Horror movies often save their biggest scares for the latter half, building up tension before exploding into all out terror. Extrapolate that over 10 hour-long episodes, and you have Netflix's newest horror show, The Haunting of Hill House. It makes for some fantastically scary final episodes and a relatively slow early half. If you can get invested in the Crains' family drama, it's worth sticking through.
That family drama can at first be hard to follow. The Crains are a big, unhappy family, and The Haunting of Hill House jumps frequently between their childhood and adults selves. That means there are young and old versions of Nelly Crain (Violet McGraw/Victoria Pedretti), Luke Crain (Julian Hilliard/Oliver Jackson-Cohen), Theo Crain (Mckenna Grace/Kate Siegel), Shirley Crain (Lulu Wilson/Elizabeth Reaser), and Steven Crain (Paxton Singleton/Michiel Huisman), not to mention their father, Hugh Crain (Henry Thomas/Timothy Hutton), their mother, Olivia (Carla Gugino), and various other characters like Hill House's dual caretakers, the adult characters' various spouses, and more. Especially at first, it can simply be hard to follow which young character corresponds to which adult character, despite the show's sometimes half-hearted efforts to give them similar mannerisms or otherwise connect the young and old versions visually.
The Haunting of Hill House follows the Crains throughout their strange, cursed lives, from the moment they move into Hill House--meant to be a single summer spent remodeling the house so they can sell it--to, in some cases, their bitter ends. Hill House's first victim (among the Crain family, at least) is the mother, Olivia, whose mysterious death haunts the family for the rest of their lives. In the present, they wrestle with another death while fighting with each other over hurts both petty and real.
If you stick with it, you'll eventually connect the dots, although stretched out as it is across 10 episodes, the drama can still be exhausting. That's in large part due to the show's structure. It's not just the constant jumping between past and present; the show also likes to show us only bits and pieces of events, deliberately keeping us in the dark until it feels like making certain reveals. The season's first half also repeats itself constantly, as each episode covers the same series of events from a different character's perspective (and remember, there are a ton of them). That makes for lots of repetition, glacial pacing, and an overall feeling of treading water.
The upside of that is it makes each episode's one or two really solid scares all the more startling. And halfway through the season, when all the characters' storylines catch up to one another and they finally come together, things pick up considerably. Around the same time, the scares get more intense, with the greatest jumps coming late in the season. If you're in it just for those, you might find it taxing to sit through the early episodes. That said, there's plenty more to appreciate about the season as a whole.
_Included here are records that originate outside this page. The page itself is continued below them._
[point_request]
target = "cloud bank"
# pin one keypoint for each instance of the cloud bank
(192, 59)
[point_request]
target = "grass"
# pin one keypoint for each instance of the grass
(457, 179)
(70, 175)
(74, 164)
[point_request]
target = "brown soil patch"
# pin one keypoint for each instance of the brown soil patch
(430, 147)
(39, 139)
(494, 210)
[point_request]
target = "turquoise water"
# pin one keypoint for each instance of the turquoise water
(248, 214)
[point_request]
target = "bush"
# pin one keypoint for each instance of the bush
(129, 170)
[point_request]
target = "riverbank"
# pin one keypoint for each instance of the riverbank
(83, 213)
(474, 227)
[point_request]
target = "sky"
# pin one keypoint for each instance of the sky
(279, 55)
Take the house itself. Hill House is very well designed, with multiple set pieces within the structure that will quickly jump out and lodge themselves in your imagination. There's the red door that's always locked and can't be opened with any tools or force, and the red room behind it that seems to be occupied, though that's clearly impossible. There's the iron spiral staircase with the Chekhov's gun of loosely tied hemp ropes ever present tied around it, the eery statue gallery the characters barely acknowledge--like it's totally normal to have a room full of creepy sculptures in the middle of your home--and the dumb waiter leading to a secret basement that's not on any floor plan.
By the same token, Hill House is full of strongly characterized spooks, ghouls, and specters. There's the Bent Neck Lady, a floating ghost who appears to Nelly in her bed as a child, and elsewhere later in life. There's the Bowler Hat Man, an impossibly tall Slender Man lookalike who rhythmically taps his cane despite floating above the ground. There's a gnarled old lady who seems tied to one bedroom, an ephemeral girl who lives in the woods and visits to play with Luke, and the manipulative 1920s flapper girl. And there may or may not be a zombie in the basement.
The Haunting of Hill House is a horror movie in slow motion. It has too many characters, and gives too few answers. But it's also an atmospheric trip through one family's life, with a long, detailed view of the traumas they experience at the hands of a single haunted house and the ghouls that inhabit it. Even though it's slow at the start, it's worth seeing through to the end.
The Haunting of Hill House is streaming now on Netflix.